June 21st, 2011 at 11:05 PM ^

The Hinton piece put things in better perspective for me.  I guess I have somewhat less faith in the NCAA than maybe I should.  I have this pessimism about the NCAA allowing the coach to fall on his sword for his employer and let the employer off light because of it.  Hit the coach harder than the school, you know?  And I wonder how the NCAA sees a comparison between one player getting a huge pile of benefits and seven players getting moderately-sized benefits (and one of them getting $54.50.  Somebody missed a whole season over $54.50.)  Which is worse in the NCAA's eyes?  I dunno.

There's probably another NOA coming down the pike for OSU, so I think UNC's hearing will be a good litmus test here.  Because I think - think - the NCAA will see a lying head coach as worse than a lying assistant coach even though the sins of the assistant coach are greater.

elaydin

June 22nd, 2011 at 9:13 AM ^

There's a lot more "breadth" to the UNC allegations, and it includes 2 things the NCAA really hates:  agents and academic scandals.
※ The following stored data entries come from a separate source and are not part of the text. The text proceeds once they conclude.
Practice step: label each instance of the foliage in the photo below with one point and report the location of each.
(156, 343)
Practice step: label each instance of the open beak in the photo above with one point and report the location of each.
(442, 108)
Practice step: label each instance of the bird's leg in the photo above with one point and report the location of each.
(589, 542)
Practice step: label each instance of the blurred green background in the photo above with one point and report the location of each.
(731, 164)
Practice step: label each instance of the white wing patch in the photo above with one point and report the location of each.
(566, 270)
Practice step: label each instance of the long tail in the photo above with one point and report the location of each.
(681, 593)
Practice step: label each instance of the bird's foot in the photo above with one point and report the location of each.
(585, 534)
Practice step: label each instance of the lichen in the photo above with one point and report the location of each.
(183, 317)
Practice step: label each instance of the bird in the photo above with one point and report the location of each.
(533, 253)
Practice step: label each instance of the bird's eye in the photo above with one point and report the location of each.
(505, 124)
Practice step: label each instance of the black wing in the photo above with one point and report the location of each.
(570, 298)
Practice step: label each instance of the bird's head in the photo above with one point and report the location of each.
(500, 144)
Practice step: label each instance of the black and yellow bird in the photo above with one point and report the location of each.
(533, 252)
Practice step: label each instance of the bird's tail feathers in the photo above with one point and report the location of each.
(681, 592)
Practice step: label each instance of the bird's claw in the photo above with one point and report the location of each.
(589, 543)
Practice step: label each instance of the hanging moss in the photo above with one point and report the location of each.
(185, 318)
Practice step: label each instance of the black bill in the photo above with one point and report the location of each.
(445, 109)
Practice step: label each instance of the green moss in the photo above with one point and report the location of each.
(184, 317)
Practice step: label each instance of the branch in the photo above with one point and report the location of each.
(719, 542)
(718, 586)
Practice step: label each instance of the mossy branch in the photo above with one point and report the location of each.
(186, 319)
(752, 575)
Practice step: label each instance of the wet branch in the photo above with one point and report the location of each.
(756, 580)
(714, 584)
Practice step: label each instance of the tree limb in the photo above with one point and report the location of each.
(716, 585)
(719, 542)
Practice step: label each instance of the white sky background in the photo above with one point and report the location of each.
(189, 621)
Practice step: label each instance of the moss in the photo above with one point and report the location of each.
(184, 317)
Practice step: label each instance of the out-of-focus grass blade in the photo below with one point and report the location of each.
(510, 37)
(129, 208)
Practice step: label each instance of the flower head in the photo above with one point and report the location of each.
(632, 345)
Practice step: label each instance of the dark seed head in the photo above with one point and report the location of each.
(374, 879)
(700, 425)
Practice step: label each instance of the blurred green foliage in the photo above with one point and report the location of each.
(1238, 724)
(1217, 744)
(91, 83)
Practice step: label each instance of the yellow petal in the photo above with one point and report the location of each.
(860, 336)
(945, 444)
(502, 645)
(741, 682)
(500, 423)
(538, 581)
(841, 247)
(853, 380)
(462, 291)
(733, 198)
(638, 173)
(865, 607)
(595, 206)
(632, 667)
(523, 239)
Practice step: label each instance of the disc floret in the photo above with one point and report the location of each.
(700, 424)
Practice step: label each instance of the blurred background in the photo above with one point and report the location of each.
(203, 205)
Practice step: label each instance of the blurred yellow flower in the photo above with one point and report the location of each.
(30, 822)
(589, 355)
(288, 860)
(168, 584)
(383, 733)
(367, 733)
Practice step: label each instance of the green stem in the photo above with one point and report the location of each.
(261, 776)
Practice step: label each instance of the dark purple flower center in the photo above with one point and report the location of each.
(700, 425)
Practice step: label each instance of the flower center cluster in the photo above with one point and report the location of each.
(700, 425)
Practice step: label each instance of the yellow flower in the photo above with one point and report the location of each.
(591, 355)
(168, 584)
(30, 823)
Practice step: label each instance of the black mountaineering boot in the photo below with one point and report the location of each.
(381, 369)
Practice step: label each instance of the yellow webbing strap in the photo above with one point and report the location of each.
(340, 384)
I really think USC got the penalty they did because they were pissing off the NCAA.  As you said, it will be a good litmus test to see how the NCAA handles a program who is somewhat cooperating (assuming they are).

 

MGoShoe

June 21st, 2011 at 10:31 PM ^

...synopsis of the findings by Matt Hinton.

Thus concludes what appears to be the perfect storm of NCAA death: Players got paid, agents were everywhere, players committed academic fraud, coaches, players and tutors alike misled or stonewalled investigators — and there was direct institutional knowledge via Blake, who (according to the NCAA) not only knew but was actively participating in flouting the rules in a way that the last guy the NCAA accused of being a rogue assistant coach, USC scapegoat Todd McNair, never dreamed.

If you've been following this case from the beginning, none of those charges are new. But it is eye-opening to see all of them exhaustively detailed in one place for the first time, and there is no escaping the conclusion that the Tar Heels are going to feel the maximum, USC-level pain in response — up to and including a postseason ban and heavy scholarship losses. Institutionally, North Carolina worked hard to distance itself from the worst offenders ingratiate itself as a collaborator in justice when it became aware of the violations, but if the NCAA can't throw the book at a school that employed an assistant coach it accuses of acting as a runner for an NFL agent, it might as well ditch the rulebook and badges and rename itself the "Basketball Tournament Deposit Association."